それは畳サイズの鉄板にの上に小さな操縦レバーがついた、昔の漫画にでてくるタイムマシンのような見た目をしていた。
少年たちは大いに喜び近くにあった説明の書かれたノートを手に取った。そこには失敗作と殴り書きされていた。
内容はほとんど理解できなかったが、書かれている絵や数式を見るだけで太郎は面白かった。
「このタイムマシンを完成させよう」太郎たちはそれからノートに書かれたことを解析する日々をおくった。
何年もたち高校生になるころには太郎以外の二人は一向に理解できないタイムマシンに興味を失っていた。
太郎だけが熱心に研究に取り組んだ。
他の勉強や友情も大切にした。タイムマシンを研究する中でたくさんの科学知識を学び、難しいことに取り組むための学び方を学んだ。

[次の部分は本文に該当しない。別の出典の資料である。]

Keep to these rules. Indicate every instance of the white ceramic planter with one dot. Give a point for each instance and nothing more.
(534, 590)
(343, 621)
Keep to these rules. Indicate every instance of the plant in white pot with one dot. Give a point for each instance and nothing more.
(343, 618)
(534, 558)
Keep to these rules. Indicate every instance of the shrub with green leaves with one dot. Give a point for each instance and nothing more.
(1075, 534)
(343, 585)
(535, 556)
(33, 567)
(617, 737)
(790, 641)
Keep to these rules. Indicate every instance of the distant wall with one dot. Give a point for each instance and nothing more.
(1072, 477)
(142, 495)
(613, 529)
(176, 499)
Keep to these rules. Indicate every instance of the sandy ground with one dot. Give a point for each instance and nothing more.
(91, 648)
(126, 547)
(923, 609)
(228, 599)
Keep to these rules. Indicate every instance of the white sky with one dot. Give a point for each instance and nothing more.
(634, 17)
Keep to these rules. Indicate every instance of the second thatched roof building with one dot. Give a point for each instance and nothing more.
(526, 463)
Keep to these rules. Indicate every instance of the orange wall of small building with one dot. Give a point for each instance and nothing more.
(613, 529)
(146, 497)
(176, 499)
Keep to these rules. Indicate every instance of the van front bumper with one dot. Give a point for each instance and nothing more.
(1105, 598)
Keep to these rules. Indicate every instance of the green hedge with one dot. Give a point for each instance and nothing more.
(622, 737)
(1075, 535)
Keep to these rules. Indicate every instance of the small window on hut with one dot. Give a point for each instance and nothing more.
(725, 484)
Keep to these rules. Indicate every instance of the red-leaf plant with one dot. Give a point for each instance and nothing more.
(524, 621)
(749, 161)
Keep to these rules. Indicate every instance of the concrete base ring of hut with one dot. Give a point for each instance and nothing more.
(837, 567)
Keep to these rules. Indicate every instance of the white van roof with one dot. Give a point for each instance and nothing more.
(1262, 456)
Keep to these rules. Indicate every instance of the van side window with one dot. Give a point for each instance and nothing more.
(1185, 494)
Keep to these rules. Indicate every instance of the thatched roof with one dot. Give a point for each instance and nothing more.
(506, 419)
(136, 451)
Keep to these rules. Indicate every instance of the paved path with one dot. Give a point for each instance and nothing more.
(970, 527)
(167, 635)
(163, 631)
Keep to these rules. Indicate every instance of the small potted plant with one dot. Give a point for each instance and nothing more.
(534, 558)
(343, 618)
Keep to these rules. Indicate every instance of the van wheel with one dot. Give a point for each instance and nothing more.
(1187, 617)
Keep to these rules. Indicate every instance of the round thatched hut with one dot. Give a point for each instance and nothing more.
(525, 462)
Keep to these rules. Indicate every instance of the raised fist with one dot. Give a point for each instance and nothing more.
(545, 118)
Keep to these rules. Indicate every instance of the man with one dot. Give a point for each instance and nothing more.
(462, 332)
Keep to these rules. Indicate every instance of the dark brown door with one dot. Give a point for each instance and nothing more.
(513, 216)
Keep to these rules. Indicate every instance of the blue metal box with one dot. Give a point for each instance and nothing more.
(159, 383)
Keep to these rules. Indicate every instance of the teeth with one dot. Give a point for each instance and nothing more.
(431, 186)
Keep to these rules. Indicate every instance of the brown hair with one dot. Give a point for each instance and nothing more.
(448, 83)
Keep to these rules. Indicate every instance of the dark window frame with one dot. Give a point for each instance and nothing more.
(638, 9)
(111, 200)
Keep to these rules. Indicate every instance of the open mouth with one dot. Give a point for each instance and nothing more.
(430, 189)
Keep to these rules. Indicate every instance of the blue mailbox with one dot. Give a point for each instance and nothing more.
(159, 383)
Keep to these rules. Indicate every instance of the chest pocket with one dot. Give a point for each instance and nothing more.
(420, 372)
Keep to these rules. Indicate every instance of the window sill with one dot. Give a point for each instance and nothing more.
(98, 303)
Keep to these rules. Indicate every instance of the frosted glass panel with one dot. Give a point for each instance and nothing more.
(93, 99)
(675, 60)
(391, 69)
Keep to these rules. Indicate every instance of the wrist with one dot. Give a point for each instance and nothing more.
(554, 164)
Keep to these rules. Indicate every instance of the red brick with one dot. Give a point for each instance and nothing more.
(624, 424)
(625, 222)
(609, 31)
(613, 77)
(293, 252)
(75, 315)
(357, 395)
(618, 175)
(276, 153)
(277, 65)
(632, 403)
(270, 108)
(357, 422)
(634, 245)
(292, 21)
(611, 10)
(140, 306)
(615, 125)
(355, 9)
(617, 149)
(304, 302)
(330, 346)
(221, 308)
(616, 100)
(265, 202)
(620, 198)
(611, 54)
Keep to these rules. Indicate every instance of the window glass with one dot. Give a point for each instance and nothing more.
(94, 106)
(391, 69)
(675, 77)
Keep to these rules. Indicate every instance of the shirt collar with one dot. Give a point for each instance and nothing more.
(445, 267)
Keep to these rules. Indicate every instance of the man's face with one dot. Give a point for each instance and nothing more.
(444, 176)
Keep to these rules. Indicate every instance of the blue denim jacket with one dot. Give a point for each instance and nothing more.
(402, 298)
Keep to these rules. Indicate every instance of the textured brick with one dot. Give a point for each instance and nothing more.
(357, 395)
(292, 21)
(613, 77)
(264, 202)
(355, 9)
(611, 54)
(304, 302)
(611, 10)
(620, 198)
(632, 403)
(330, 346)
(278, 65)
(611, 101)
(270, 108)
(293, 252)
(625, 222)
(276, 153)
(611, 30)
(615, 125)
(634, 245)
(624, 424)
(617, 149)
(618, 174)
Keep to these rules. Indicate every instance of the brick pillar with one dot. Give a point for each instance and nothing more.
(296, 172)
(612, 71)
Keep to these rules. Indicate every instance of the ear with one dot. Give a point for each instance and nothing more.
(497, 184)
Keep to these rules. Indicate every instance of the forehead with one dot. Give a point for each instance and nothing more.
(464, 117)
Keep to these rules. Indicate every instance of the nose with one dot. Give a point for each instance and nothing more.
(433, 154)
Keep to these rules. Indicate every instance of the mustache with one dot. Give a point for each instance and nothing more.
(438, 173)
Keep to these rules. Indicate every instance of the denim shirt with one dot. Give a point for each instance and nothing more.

人に勉強を教えることも増え、友達に頼られることも多かった。人との縁が増えると自然と彼女もできた。
社会人になると家を買って、そこにタイムマシンを移動させた。いまだに完成はしていないが、完成に近づいている確信があった。
結婚し、仕事もそれなりに忙しくタイムマシンの研究につかえる時間は減った。
それから定年を迎えやっと腰を据えてタイムマシンの研究に取り組める時間ができた。
七十歳を過ぎたころ、タイムマシンが起動した。それは時間移動の初テストを行う前日のことだった。
光を放った瞬間、目の前から消えた。一分もしないうちにタイムマシンは戻ってきた。
「なんてことだ」太郎は失望と笑いが込み上げてきた。タイムマシンは小学六年生の夏に見つけた姿で戻ってきたのだ。
この装置には大きな欠陥があること、そのためこのタイムマシンは放置されていたことを太郎は理解した。
太郎はタイムマシンの研究をここで終わりにした。残りの時間は自分を大切に思ってくれる、妻と過ごそうと決心した。
タイムマシンを破棄しようと思ったが、この装置のために用意した地下の施設や思い出が邪魔をして壊すことができなかった。
しかたなくそのまま残し、研究結果を書いたノートに欠陥品の内容をかいて地下室へ放置した。